A Drosophila Model for Clostridium difficile Toxin CDT Reveals Interactions with Multiple Effector Pathways.

Clostridium difficile infections (CDIs) cause severe and occasionally life-threatening diarrhea. Hyper-virulent strains produce CDT, a toxin that ADP-ribosylates actin monomers and inhibits actin polymerization. We created transgenic Drosophila lines expressing the catalytic subunit CDTa to investigate its interaction with host signaling pathways in vivo. When expressed in the midgut, CDTa reduces body weight and fecal output and compromises survival, suggesting severe impairment of digestive functions.

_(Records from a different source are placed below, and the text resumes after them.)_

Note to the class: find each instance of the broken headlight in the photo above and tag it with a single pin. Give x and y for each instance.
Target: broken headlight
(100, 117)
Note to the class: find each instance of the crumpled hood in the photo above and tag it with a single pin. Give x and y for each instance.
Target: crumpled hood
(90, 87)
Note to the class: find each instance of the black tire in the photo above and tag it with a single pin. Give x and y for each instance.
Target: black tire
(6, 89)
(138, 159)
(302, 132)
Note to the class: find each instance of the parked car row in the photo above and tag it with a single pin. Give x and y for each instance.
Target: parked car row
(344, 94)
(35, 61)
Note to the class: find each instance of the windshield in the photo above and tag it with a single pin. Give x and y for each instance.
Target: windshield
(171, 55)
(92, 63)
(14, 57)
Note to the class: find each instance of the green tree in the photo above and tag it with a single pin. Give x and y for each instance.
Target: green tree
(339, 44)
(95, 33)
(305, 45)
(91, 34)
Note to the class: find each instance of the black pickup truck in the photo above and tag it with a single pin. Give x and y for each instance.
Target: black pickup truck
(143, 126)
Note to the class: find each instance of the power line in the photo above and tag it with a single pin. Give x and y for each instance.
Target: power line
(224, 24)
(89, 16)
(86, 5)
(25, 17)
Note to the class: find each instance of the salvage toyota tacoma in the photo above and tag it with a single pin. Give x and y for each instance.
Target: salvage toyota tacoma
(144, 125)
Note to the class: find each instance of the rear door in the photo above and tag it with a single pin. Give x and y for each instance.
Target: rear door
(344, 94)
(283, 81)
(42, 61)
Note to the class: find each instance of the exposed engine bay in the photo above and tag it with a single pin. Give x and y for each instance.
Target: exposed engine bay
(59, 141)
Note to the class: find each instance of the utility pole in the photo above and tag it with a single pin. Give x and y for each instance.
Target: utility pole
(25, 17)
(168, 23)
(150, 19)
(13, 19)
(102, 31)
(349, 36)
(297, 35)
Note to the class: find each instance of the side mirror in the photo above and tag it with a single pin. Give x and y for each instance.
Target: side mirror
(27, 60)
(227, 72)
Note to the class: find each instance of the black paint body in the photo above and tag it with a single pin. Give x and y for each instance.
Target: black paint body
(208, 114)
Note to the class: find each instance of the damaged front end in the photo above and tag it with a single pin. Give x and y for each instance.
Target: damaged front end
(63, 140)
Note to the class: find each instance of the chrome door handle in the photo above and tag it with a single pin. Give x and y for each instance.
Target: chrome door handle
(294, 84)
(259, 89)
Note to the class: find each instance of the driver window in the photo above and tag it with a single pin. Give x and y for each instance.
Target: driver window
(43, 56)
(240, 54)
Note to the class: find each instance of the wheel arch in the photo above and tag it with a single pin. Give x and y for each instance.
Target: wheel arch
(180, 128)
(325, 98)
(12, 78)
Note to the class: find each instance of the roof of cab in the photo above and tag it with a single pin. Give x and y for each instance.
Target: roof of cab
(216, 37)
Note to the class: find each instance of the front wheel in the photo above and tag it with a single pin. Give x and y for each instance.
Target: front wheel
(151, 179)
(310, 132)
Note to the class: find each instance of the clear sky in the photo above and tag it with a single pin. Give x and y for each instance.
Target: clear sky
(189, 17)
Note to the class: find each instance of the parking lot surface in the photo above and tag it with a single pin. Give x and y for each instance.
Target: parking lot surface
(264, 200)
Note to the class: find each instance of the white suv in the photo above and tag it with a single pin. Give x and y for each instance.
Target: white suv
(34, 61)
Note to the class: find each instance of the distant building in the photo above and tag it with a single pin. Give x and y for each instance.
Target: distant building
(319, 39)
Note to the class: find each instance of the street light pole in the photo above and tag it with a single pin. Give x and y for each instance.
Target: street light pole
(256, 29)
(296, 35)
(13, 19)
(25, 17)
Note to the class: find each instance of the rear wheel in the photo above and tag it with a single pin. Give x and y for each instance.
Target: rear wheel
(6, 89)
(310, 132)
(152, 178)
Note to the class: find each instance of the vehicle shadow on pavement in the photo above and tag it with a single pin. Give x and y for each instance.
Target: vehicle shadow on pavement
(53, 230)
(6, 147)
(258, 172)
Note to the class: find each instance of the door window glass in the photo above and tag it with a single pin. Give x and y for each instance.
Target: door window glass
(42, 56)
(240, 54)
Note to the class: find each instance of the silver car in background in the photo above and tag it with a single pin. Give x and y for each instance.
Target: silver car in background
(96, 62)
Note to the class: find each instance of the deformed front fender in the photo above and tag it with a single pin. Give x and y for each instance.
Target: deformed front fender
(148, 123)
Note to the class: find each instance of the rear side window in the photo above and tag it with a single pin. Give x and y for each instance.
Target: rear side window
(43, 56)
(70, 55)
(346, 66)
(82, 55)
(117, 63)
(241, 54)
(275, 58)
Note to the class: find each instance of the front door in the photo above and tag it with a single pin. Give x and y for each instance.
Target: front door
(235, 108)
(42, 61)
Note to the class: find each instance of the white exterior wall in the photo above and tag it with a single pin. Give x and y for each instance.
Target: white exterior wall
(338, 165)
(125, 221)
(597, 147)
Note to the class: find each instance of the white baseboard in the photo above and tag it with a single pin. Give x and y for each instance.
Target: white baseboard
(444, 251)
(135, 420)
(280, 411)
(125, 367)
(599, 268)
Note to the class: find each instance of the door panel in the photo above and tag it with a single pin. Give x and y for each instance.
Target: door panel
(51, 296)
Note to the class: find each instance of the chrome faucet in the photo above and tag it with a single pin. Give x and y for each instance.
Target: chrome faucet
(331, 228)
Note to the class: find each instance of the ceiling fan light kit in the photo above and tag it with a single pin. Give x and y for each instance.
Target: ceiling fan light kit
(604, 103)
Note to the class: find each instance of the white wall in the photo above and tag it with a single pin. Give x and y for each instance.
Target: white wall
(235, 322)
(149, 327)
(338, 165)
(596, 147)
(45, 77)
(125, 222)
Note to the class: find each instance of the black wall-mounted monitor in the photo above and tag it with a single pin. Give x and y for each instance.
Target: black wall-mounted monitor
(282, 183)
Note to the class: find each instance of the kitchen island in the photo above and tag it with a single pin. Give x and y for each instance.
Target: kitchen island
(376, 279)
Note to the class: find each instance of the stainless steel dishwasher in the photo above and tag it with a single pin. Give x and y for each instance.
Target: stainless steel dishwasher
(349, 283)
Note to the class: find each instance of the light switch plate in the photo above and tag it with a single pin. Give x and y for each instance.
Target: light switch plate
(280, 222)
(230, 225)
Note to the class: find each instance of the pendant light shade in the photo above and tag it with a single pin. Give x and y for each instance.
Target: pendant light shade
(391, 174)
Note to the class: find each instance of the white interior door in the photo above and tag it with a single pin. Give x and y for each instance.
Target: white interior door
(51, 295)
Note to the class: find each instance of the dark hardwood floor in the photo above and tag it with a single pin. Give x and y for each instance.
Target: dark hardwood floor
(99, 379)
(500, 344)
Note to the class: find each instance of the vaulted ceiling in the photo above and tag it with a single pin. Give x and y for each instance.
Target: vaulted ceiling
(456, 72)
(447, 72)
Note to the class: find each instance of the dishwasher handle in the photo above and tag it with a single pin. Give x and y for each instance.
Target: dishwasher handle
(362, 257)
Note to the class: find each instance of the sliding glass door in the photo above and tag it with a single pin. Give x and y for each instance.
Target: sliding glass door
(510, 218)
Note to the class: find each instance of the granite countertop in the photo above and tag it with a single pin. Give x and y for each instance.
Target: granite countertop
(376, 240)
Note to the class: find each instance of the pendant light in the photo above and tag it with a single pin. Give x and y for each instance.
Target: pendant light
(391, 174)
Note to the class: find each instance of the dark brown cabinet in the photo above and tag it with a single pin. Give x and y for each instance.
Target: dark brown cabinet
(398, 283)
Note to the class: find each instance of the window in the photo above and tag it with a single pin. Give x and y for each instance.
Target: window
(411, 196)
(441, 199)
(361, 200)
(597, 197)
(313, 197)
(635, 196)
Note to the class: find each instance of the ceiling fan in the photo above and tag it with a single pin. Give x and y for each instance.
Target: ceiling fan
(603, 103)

At the cellular level, CDTa induces F-actin network collapse, elimination of the intestinal brush border, and disruption of intercellular junctions. We confirm toxin-dependent re-distribution of Rab11 to enterocytes' apical surface and observe suppression of CDTa phenotypes by a Dominant-Negative form of Rab11 or RNAi of the dedicated Rab11GEF Crag (DENND4). We also report that Calmodulin (Cam) is required to mediate CDTa activity. In parallel, chemical inhibition of the Cam/Calcineurin pathway by Cyclosporin A or FK506 also reduces CDTa phenotypes, potentially opening new avenues for treating CDIs.